Questa mattina la visita del Prefetto Cinzia Torraco a Civita d'Antino. Sicurezza, viabilità, problematiche: verso una nuova sinergia tra Prefettura e enti comunali

Giornata istituzionale a Civita d’antino, piccolo borgo della Valle Roveto, che ha accolto la visita del prefetto Cinzia Torraco, giunta questa mattina.

Il prefetto, la dottoressa Cinzia Torraco, è stata ricevuta dal primo cittadino, la dottoressa Sara Cicchinelli, dal vice sindaco Alessio Tomei e dal consigliere Anna Maria Cicchinelli. Presenti anche i dirigenti comunali, il comandante della Polizia Locale, il Comandante della Stazione dei Carabinieri di Morino, Mario Nocerino, e il Comandante della Compagnia dei Carabinieri di Tagliacozzo, il maggiore Silvia Gobbini.

“Ho visto molti paesi nelle mie visite finalizzate alla conoscenza del territorio, ma pochi belli come Civita d’Antino a livello paesaggistico. Sto portando avanti un percorso di visite per conoscere il territorio, individuarne le problematiche e instaurare una sinergia positiva tra enti comunali e Prefettura“, ha spiegato il prefetto Torraco.

A fare gli onori di casa il sindaco Sara Cicchinelli, che ha illustrato alla dottoressa Torraco cenni storici su Civita d’Antino, oltre a fare il quadro sull’attutale situazione che caratterizza il piccolo comune montano della Marsica.
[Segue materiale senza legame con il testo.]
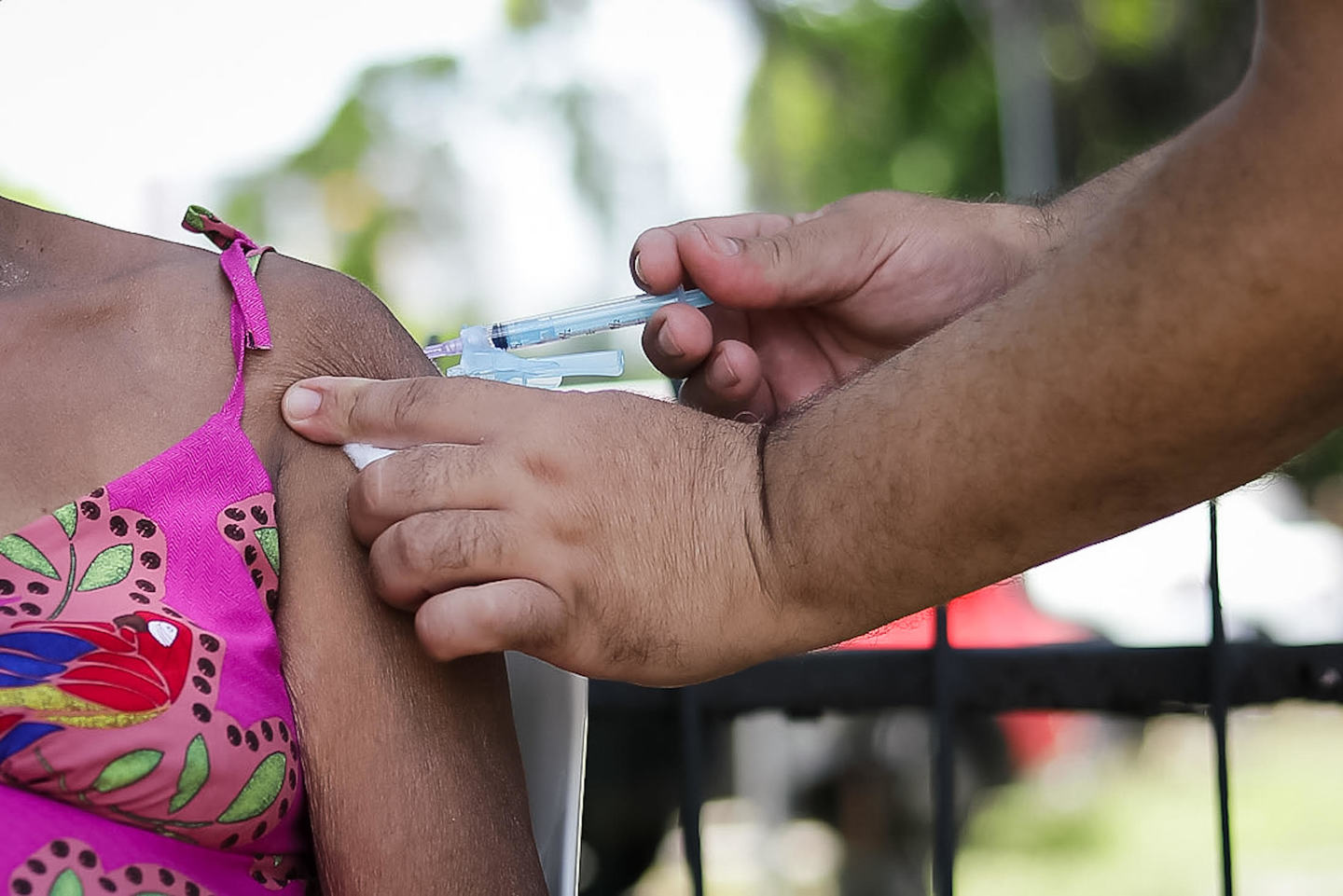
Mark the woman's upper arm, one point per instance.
(412, 767)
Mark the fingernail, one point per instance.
(638, 271)
(668, 343)
(301, 402)
(720, 375)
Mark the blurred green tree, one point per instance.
(873, 94)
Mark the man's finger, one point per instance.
(677, 338)
(421, 480)
(400, 413)
(656, 262)
(731, 384)
(431, 552)
(513, 614)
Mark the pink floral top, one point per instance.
(146, 737)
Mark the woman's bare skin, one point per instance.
(115, 347)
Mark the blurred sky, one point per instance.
(125, 113)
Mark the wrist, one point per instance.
(799, 555)
(1031, 232)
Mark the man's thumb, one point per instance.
(800, 265)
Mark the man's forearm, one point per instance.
(1068, 215)
(1189, 340)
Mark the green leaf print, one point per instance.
(127, 768)
(195, 770)
(21, 551)
(66, 884)
(270, 544)
(67, 516)
(109, 567)
(259, 792)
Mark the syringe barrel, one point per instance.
(588, 319)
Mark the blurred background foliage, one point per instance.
(848, 96)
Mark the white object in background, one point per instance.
(1281, 575)
(549, 712)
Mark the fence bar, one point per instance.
(943, 770)
(1221, 676)
(1136, 682)
(692, 783)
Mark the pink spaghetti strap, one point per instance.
(249, 326)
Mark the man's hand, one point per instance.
(808, 301)
(607, 533)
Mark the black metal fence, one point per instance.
(945, 680)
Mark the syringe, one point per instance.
(575, 322)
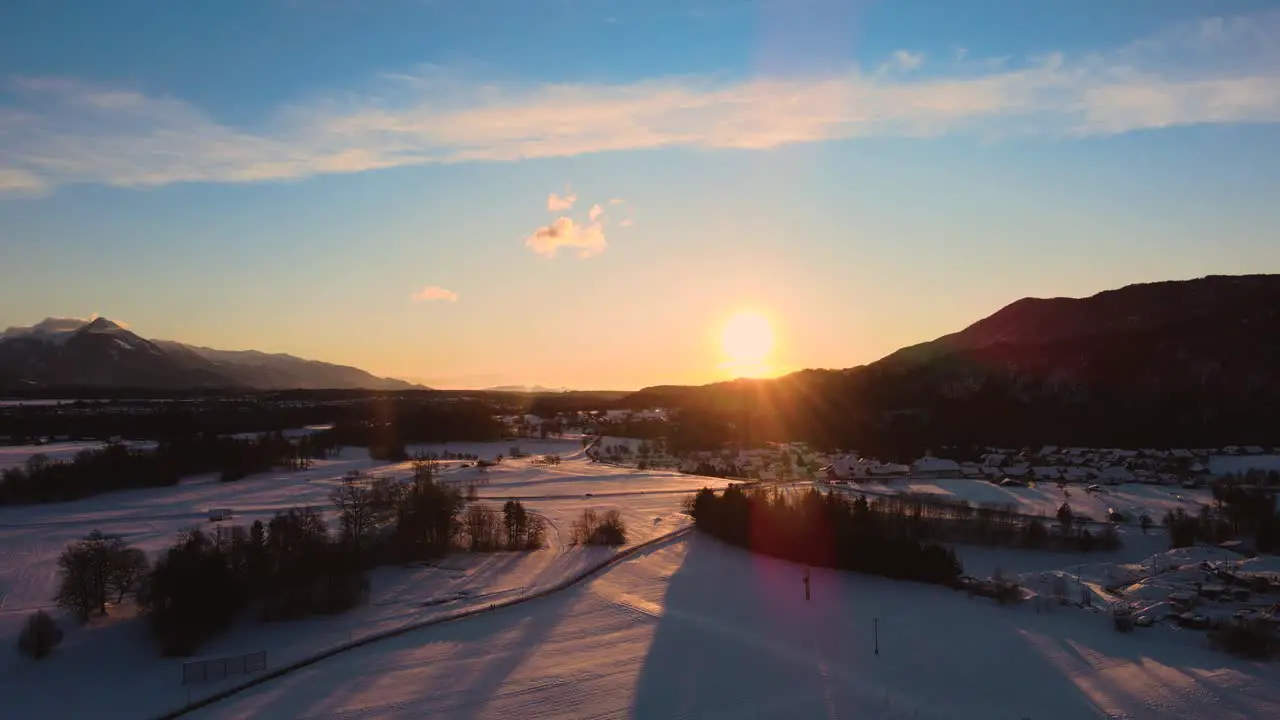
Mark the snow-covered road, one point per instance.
(696, 629)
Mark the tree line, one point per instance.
(824, 531)
(119, 466)
(1240, 510)
(289, 566)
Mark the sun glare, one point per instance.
(746, 342)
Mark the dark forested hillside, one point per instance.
(1162, 364)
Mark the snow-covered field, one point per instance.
(1045, 499)
(686, 628)
(698, 629)
(13, 455)
(131, 680)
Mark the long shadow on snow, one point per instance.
(737, 638)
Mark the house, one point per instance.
(1077, 474)
(1046, 473)
(1115, 474)
(935, 466)
(993, 459)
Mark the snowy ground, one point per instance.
(1045, 499)
(698, 629)
(689, 628)
(131, 680)
(13, 455)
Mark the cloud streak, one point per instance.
(560, 203)
(588, 240)
(55, 132)
(434, 292)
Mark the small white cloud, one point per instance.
(908, 60)
(560, 203)
(434, 292)
(588, 240)
(23, 183)
(54, 327)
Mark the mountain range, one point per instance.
(100, 354)
(1159, 364)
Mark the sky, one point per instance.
(597, 194)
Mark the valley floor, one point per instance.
(686, 628)
(694, 628)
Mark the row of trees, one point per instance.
(119, 466)
(826, 531)
(599, 528)
(513, 528)
(91, 472)
(1242, 510)
(289, 566)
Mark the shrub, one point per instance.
(40, 636)
(593, 528)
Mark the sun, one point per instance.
(746, 342)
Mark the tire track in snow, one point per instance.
(387, 634)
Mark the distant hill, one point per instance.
(524, 388)
(1162, 364)
(268, 370)
(100, 354)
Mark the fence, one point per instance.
(222, 668)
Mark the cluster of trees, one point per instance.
(824, 531)
(118, 466)
(515, 528)
(387, 427)
(97, 569)
(599, 528)
(924, 518)
(1242, 510)
(159, 420)
(1247, 637)
(114, 466)
(289, 566)
(718, 470)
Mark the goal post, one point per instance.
(222, 668)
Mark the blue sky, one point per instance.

“Il nostro è un territorio che incontra, ogni anno, molti problemi. Combattiamo lo spopolamento, la gestione di un territorio con poche risorse e diverse criticità. Civita si estende su un’ampia are montuosa, che comporta numerosi sforzi e attività per la gestione del verde. Ospitiamo circa 30 migranti dal 2015, presenze che non ci hanno mai dato problemi, salvo qualche movimento di troppo nel periodo del lockdown. Inoltre siamo uno dei Comuni della Valle Roveto con il maggior numero di telecamere di videosorveglianza installate. Tra i problemi maggiori, però, c’è sicuramente la scarsa copertura per la connessione internet, problema che non ci ha agevolato nel periodo del lockdown”.

“Oggi ho potuto conoscere un Comune piccolo ma con grandi potenzialità, soprattutto a livello turistico: sia per la sua posizione favorevole, di terrazza sulla Valle Roveto, sia per la sua storia, essendo stato sede di una scuola di pittori danesi nella prima metà del ‘900. Spero che si possa puntare su questi fattori per promuovere un rinnovato sviluppo del borgo antico e dell’intero territorio della Valle Roveto. L’importante è fare sistema: collaborare e cooperare tra Comuni, poiché da soli non si va lontano”.

Dopo i saluti istituzionali nella sala consiliare del municipio, il Prefetto ha visitato i luoghi simbolo di Civita d’Antino e il museo archeologico, in località Santa Maria.